A project of Channel 4 BRITDOC Foundation in partnership with the Sundance Institute Documentary Film Program, the Good Pitch is a traveling documentary pitching forum that gives filmmakers the opportunity to connect with NGOs, foundations and media that relate to the content of their documentaries.
‘In a world where contemporary issue documentary films need urgent support, Good Pitch is a bold answer to the question, ‘Who can help?” says Cara Mertes, director of the Sundance Institute Documentary Film Program.
This year’s Good Pitch @ Silverdocs projects are:
A Whole Lott More by Victor Buhler, a documentary about Ohio’s Lott Industries, a company that employs 1,200 workers with developmental disabilities. The film documents the company and its workers over a year as it struggles against the economy to save itself.
Hell and Back Again is a doc by Danfung Dennis that follows fighters back from war, documenting the physical and mental pain they endure trying to readjust to life at home.

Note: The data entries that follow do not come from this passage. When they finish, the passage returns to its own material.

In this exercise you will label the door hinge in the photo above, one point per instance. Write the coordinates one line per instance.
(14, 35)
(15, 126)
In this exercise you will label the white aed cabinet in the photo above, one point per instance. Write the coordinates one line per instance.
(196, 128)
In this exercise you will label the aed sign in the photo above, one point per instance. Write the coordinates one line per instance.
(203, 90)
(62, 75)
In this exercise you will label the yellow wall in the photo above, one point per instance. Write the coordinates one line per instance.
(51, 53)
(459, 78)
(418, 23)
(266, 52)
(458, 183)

Higher Ground, by Jon Shenk, follows Maldive president Mohamed Nasheed as he works to save 385,000 of his people from drowning as the 1,200 islands within his nation are slipping below the rising sea level.
The House that Herman Built examines the power of art and the injustice of solitary confinement. Angad Bhalla documents the relationship between Herman Wallace of the Angola 2, who has lived in a 6×9′ cell for over three decades, and artist Jackie Sumell.
The Interrupters chronicles a group of former violent criminals in Chicago who are on a mission to prevent shootings. Steve James follows these characters to examine the role of gunplay in America’s cities.
$H*T!, previously profiled by realscreen, looks at the shift in sanitation for the urban poor through the invention of a portable, self-sanitizing toilet called the Peepoo.
The Truth Will Set You Free, directed by Macky Alston, follows a movement of activists and leaders (including the first openly gay bishop) seeking to restore balance in the church/state battles for LGBT equality.
Finally, Dear Mandela looks at the South African government’s methods to ‘eradicate the slums’ before the 2010 World Cup by forcing people out of shack dwelling homes at gunpoint. The documentary, by Dara Kell, follow a non-violent movement in South Africa, and its three young leaders, as they try to stop bulldozers from tearing apart communities.
‘These inspiring film projects were selected for both their cinematic qualities and proposed campaigns,’ says Sky Sitney, Silverdocs’ artistic director. ‘We’re thrilled to host this unique event at the festival with our esteemed partners to connect filmmakers with partners to form powerful alliances around these groundbreaking films.’